Every five years a constitutional routine is carried out, that of electing the president of India, with a monotonous encore of ruling political establishment of the day seeking a consensus from all parties on a candidate of its choice. The current scenario preceding the presidential election is no different, except for the fact that unlike in the past where both Congress or coalitions had held the reins of power, the ideological divide between the BJP on one side and all opposition parties put together on the other side, indicates that the ruling party would have to bargain really hard to mobilise support for the candidate propped up by it.

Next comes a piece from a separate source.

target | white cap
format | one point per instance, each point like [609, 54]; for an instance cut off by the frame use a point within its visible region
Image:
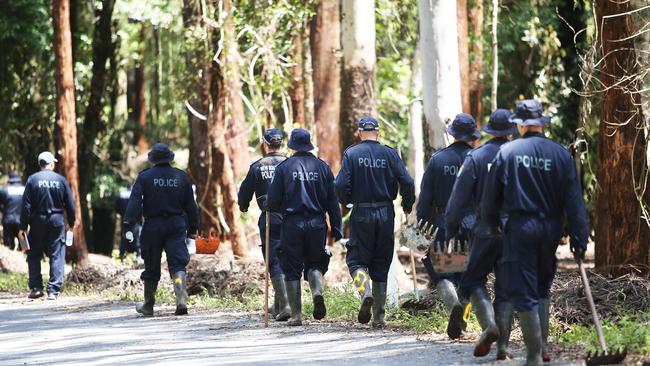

It was inevitable that the meeting held by the BJP with the opposition parties to seek their support turned out to be a fiasco since the rejection of a saffron brigade propped candidate was only to be anticipated. Earlier presidential elections had despite initial differences among opposition parties, witnessed either a consensus candidate or the ruling party’s choice being elected. But with all the parties across the political spectrum – except for BJP and its NDA allies- apprehensive of the secular credentials of a candidate selected by the ruling party, the presidential election this time is likely to reflect some interesting precedents.
So, the big question is would the BJP finally have a candidate of its choice as president? The party would achieve this objective only if it compromises on its ideology? Another pertinent question whether the party has the gumption to ignore the diktats of its more fundamentalist mentors like the RSS and VHP?
In all likelihood, the BJP is going to have a candidate of its choice, but after genuflecting to the opposition and propping up a candidate acceptable to all parties, including its allies in the government. This is the only option with the BJP to bring all the parties on board. Otherwise, the BJP would have a contest on its hands, despite the possibility of the party, in the final analysis, having the numbers in its favour.